We need the revelation of the sovereignty of God, for this is the basis of the New Covenant. The New Covenant is based on God’s free will; the Old Covenant is based on man’s “free will.” Only one of these can succeed. When God gives us the gift of faith (Eph. 2:8), it is because He has spoken the word and has caused us to hear His voice and to see the light of the word. Hence, it is the goodness of God that leads us to repentance (Rom. 2:4, KJV). He is the First Cause; we are only responders, and our fleshly will can take no credit for initiating our salvation.
The bottom line is that God has made a promise (vow) to write His laws in our heart and to make us His people and to be our God. If God fails to do this—if He fails to justify all men (Rom. 5:18), if He fails to save all men (1 Tim. 4:10), if He fails to put all things under His feet (1 Cor. 15:27, 28; Heb. 2:8)—then He cannot pass the blame upon men for resisting His grace.

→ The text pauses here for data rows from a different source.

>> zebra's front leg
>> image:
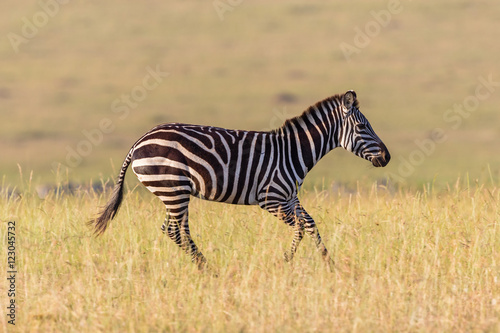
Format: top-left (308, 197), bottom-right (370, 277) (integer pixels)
top-left (284, 222), bottom-right (304, 263)
top-left (295, 204), bottom-right (335, 271)
top-left (261, 199), bottom-right (306, 263)
top-left (161, 210), bottom-right (207, 270)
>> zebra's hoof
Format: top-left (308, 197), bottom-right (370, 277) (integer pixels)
top-left (325, 258), bottom-right (335, 272)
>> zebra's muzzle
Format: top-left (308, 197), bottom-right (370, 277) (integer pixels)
top-left (371, 148), bottom-right (390, 167)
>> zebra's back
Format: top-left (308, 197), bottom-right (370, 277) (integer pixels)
top-left (130, 123), bottom-right (279, 205)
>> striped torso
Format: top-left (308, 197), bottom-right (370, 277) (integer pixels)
top-left (131, 123), bottom-right (305, 206)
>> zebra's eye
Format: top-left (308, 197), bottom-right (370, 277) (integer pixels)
top-left (357, 124), bottom-right (366, 130)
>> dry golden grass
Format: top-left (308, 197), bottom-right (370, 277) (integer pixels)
top-left (2, 179), bottom-right (499, 332)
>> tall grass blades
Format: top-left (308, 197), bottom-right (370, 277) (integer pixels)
top-left (1, 180), bottom-right (498, 332)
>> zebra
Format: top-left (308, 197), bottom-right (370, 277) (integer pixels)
top-left (89, 90), bottom-right (390, 270)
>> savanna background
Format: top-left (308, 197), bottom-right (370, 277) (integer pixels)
top-left (1, 0), bottom-right (499, 332)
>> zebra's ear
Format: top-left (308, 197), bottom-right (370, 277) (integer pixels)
top-left (343, 90), bottom-right (357, 110)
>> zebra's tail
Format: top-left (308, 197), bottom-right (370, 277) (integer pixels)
top-left (89, 147), bottom-right (134, 236)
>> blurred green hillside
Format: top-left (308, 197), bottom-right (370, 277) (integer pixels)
top-left (1, 0), bottom-right (499, 189)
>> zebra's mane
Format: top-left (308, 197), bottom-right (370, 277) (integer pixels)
top-left (271, 93), bottom-right (359, 134)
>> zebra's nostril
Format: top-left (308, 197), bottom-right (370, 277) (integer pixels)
top-left (383, 150), bottom-right (391, 163)
top-left (371, 148), bottom-right (390, 167)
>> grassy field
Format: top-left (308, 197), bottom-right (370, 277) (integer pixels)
top-left (1, 1), bottom-right (500, 332)
top-left (1, 179), bottom-right (499, 332)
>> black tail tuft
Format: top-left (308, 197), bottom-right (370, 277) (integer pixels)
top-left (88, 147), bottom-right (133, 236)
top-left (88, 182), bottom-right (124, 235)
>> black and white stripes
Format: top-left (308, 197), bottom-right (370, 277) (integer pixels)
top-left (90, 90), bottom-right (390, 269)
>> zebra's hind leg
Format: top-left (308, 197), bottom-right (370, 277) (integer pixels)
top-left (161, 207), bottom-right (207, 270)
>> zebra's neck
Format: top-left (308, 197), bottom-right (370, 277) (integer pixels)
top-left (272, 95), bottom-right (343, 180)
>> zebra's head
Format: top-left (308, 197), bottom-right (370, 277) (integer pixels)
top-left (338, 90), bottom-right (390, 167)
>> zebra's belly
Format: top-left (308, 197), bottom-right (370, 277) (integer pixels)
top-left (192, 180), bottom-right (260, 205)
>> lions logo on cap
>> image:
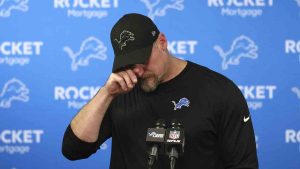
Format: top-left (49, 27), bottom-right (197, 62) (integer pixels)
top-left (114, 30), bottom-right (135, 50)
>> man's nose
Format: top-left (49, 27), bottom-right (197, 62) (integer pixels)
top-left (133, 64), bottom-right (145, 77)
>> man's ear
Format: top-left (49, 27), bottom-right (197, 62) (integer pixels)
top-left (157, 33), bottom-right (167, 51)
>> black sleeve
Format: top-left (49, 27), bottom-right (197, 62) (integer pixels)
top-left (218, 80), bottom-right (259, 169)
top-left (61, 109), bottom-right (112, 161)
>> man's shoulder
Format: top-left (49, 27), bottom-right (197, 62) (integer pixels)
top-left (187, 61), bottom-right (242, 103)
top-left (187, 61), bottom-right (233, 87)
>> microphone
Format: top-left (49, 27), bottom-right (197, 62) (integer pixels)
top-left (165, 119), bottom-right (185, 169)
top-left (146, 119), bottom-right (166, 169)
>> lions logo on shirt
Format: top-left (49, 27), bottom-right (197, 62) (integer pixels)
top-left (172, 97), bottom-right (190, 110)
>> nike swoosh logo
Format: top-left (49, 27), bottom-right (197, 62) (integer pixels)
top-left (244, 116), bottom-right (250, 122)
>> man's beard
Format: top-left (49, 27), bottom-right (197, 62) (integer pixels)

He cannot blame men for preventing Him from keeping His vow. It would have been foolish indeed for God to vow to do something that was ultimately out of His control.
It is God’s responsibility to work through His Holy Spirit to accomplish His original purpose for creation. To fail is to sin, for the Hebrew word khawtaw means “to sin, to miss the mark, to fail.” God purposed at the beginning to create a world in which the glory of heaven could descend. He created a good universe that heaven could marry. There is no divine marriage without full unity, and there is no full marital unity apart from a New Covenant marriage.
The real underlying question is whether or not we believe that God is indeed capable of fulfilling His original purpose. Was He wise enough to devise a plan that would succeed? Or is His hand shortened that He cannot save? Is He limited, as so many say, by His holiness? Or does His holiness demand that He must fulfill His promise and not fail in His original purpose for creation?